Mil anos de história romana
Conhecer a história da Roma Antiga, desde sua fundação até a era dos Imperadores, é aprender com o passado e sobre nós mesmos. Para os povos latinos, dada à forte influência romana em suas línguas e culturas, talvez isso seja ainda mais importante. Mesmo dois mil anos depois, conseguimos ver muito do mundo ocidental de hoje nas disputas políticas e diferenças sociais que fizeram parte da formação de um dos maiores Impérios que o mundo já conheceu.

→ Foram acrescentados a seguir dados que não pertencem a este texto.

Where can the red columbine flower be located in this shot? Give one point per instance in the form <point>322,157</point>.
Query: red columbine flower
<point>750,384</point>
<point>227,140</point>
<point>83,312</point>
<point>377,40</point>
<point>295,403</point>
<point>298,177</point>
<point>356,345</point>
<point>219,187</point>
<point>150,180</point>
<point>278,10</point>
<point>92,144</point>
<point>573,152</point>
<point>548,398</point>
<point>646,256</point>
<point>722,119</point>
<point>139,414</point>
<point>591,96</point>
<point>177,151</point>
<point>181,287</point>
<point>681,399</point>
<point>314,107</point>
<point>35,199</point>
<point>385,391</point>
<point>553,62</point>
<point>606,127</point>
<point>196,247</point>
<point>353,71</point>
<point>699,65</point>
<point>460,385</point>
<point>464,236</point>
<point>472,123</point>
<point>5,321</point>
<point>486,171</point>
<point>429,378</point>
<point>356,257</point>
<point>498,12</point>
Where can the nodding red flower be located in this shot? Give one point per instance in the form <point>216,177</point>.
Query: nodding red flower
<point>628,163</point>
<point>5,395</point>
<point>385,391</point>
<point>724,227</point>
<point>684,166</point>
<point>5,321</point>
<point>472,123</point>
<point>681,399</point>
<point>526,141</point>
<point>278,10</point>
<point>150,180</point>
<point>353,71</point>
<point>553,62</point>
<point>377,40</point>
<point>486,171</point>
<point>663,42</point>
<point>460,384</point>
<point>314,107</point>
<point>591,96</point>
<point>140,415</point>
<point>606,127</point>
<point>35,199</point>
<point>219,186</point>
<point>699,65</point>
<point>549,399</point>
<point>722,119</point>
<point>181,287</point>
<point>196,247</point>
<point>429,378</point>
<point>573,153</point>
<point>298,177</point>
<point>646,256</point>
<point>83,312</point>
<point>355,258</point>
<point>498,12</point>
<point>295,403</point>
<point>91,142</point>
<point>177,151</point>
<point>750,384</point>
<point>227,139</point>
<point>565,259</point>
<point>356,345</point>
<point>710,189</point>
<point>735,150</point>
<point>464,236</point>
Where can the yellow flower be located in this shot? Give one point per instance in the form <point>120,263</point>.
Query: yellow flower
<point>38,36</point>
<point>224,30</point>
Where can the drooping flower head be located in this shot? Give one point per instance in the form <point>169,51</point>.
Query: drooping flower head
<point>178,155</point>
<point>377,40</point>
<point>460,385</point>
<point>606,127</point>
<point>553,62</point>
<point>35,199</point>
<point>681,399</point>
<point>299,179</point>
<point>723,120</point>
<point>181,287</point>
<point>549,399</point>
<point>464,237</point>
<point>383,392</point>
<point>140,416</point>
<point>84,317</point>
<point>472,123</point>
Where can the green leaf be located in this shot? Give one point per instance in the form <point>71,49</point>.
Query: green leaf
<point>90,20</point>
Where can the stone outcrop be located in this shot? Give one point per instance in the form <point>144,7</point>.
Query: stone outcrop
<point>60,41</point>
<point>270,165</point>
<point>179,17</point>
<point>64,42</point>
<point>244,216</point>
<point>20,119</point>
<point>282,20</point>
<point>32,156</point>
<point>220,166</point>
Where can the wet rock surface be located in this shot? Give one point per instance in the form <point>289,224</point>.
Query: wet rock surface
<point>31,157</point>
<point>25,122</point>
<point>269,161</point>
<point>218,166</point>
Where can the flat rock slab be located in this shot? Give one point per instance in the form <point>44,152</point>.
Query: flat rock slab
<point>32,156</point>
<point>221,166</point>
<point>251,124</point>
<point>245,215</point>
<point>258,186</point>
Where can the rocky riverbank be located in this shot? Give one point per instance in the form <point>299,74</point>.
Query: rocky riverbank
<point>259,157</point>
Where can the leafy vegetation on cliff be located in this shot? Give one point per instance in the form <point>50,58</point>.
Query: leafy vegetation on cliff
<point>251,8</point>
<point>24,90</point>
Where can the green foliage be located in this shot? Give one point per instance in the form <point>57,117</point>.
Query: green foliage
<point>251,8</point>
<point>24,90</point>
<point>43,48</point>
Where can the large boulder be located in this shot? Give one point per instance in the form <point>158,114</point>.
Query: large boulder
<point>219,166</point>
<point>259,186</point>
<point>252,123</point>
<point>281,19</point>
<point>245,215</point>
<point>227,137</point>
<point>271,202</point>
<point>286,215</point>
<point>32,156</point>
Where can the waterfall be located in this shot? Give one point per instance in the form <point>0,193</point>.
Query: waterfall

SPQR, abreviação de "Senatus PopulusQue Romanus", ou "O Senado e o Povo de Roma", é a história do primeiro milênio da cidade e do Império que surgiu a partir dela. A autora, Mary Beard, passou mais de 30 anos pesquisando sobre o Império Romano, e sua obra é resultado de sua paixão pelo tema. Mas mesmo sendo uma profunda estudiosa da Roma antiga, ela nos alerta para sempre ficarmos atentos para o outro lado da história, e é justamente sobre isso que se baseia parte do argumento de todo o livro. Somos sempre instados a questionar os documentos, cartas e dados arqueológicos que podem ter sido influenciados pela narrativa enviesada dos vencedores e dominados.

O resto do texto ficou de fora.